Part 1

Unlike in the cervix and vagina, cytology plays little role in the diagnosis of vulvar disease. Because the vulva is clearly visible and easily magnified with the aid of a colposcope, suspicious changes are easily observed as areas that are different from the surrounding normal skin. The diagnosis of vulvar disorders is always confirmed by biopsy.

Embryonic

Fig. 63.1 shows a rather common finding of a softish papillary lesion located lateral to the lower labium majus. Excisional biopsy reveals this to be a remnant of the embryonic milk line. Fig. 63.2 is an excellent illustration of Hart’s line on the inner surface of the labium minus.

FIG. 63.1, A. Pigmented papillary tissue may be seen on the skin between the thigh and the vulva. This is a remnant of the embryonic milk line. B. Biopsy of the structure shows it is an accessory nipple. This tissue contains apocrine glands and ducts that are seen in the mammary gland tissue normally located on the ventral wall of the chest.

FIG. 63.2, A sharp, irregular line is seen on the medial aspect of the labium minus. This dentate-shaped landmark, named Hart’s line, forms the boundary between the labium minus and vestibule.

Infections

Parasitic Infections

Vulvar infection with the crab louse is contracted through intimate contact with infected genitalia. The symptoms are intense itching in the hair-bearing areas. The colposcope permits scanning and localization of eggs or moving lice ( Fig. 63.3 ).
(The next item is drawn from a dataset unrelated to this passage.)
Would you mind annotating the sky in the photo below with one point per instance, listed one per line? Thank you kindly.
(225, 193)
FIG. 63.3, A small, moving white speck was seen in the pubic hair. A magnified view showed a crab louse.

Bacterial Infections

Several organisms cause acute vulvitis. Diffuse erythema may be associated with vascular ectasia in the form of fine punctation ( Fig. 63.4A and B ). This pattern is characteristic of infection with enteric organisms, such as enterococcus, Escherichia coli, mycoplasma, and Ureaplasma species. Another pattern is large, punched-out shallow ulcers that may be seen with mixed gram-positive organisms, such as streptococcus and staphylococcus (see Fig. 63.4C and D ). Colposcopy shows heaped-up white epithelium at the periphery of the ulcers. The lesions, as a group, cause pain, itching, and a sense of dryness and swelling (see Fig. 63.4E ).
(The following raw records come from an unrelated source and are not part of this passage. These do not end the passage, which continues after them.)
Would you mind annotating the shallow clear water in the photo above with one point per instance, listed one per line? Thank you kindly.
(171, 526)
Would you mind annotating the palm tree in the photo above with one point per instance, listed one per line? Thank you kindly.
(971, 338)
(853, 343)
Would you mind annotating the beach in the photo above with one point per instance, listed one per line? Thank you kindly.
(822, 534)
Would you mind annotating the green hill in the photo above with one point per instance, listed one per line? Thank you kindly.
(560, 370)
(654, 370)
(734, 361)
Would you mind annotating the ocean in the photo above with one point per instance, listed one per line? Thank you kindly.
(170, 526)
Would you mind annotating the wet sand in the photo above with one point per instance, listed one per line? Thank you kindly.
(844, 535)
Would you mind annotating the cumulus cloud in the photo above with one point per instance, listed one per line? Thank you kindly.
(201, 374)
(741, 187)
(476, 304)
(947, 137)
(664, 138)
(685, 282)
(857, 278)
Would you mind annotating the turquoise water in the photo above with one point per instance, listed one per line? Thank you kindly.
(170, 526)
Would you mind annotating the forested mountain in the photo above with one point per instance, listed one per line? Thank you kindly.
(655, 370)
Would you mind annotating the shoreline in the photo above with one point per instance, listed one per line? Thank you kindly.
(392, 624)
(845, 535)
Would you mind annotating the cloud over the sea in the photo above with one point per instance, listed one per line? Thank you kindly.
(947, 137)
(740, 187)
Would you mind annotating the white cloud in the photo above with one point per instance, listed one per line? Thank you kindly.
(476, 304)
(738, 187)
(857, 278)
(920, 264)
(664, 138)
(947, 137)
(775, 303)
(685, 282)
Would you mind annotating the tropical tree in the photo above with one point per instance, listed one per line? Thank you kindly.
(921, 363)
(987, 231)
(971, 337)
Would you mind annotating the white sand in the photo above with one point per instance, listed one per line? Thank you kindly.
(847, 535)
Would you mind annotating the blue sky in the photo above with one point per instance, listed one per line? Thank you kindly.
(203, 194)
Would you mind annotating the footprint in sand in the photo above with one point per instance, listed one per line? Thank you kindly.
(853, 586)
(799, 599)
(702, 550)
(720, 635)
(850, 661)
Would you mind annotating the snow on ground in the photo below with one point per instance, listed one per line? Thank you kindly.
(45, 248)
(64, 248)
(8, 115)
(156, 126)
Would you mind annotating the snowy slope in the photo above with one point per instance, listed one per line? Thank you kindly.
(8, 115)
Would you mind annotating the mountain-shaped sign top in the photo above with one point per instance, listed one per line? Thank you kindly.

FIG. 63.4, A. These striking red inflammatory skin changes diffusely affect the entire vulva, typifying acute vulvitis. B. These deep wine-red skin changes involve the labia minora, labia majora, and vestibule and are associated with contact vulvitis. These lesions caused itching that progressed to burning. C. These large, sharp, bright red ulcers cause intense vulvar itching. Culture showed a predominantly staphylococcal infection. The differential diagnosis included pemphigus. D. The patient seen in C , 1 week after the initiation of treatment. E. The patient seen in C and D , 2 weeks after the initiation of treatment. Healing is apparent; the redness is diminished, and the ulcers have filled in.

Fungal Infections

Fungal vulvitis causes massive, diffuse erythema; scaling associated with chronicity; and folliculitis ( Fig. 63.5A to C ). With acute fungal or bacterial infection, a fiery, red vulva may be seen (see Fig. 63.5D ). Fungal vulvitis begins with pruritus and progresses to burning pain. Scaling suggests long-standing fungal infection (see Fig. 63.5E and F ).
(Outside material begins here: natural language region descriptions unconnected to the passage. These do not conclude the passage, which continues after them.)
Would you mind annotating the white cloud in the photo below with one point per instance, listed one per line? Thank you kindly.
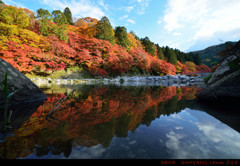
(177, 34)
(129, 8)
(143, 5)
(131, 21)
(123, 17)
(204, 17)
(79, 8)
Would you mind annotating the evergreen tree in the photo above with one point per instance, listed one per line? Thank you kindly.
(59, 18)
(170, 55)
(189, 57)
(196, 59)
(105, 30)
(148, 45)
(67, 12)
(121, 37)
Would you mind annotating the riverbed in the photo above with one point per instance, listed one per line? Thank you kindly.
(123, 122)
FIG. 63.5, A . The vulvar vestibule and the medial aspects of the labia minora are red. A profuse white discharge covers the introitus, hymenal ring, and urethral meatus. B . The labium majus is inflamed. Redness is seen around the hair follicles. Folliculitis may be seen with fungal or bacterial vulvitis. C. Folliculitis and scaling associated with erythema are characteristic of chronic fungal infection. D. Acute fungal vulvitis causes pruritus followed by burning discomfort. E. Lesions that show fissures and scaling should be scraped onto fungal culture medium to establish the diagnosis. F. Vulvar biopsy can be used to diagnose fungal vulvitis. Periodic acid–Schiff stain shows mycelia in the stratum corneum.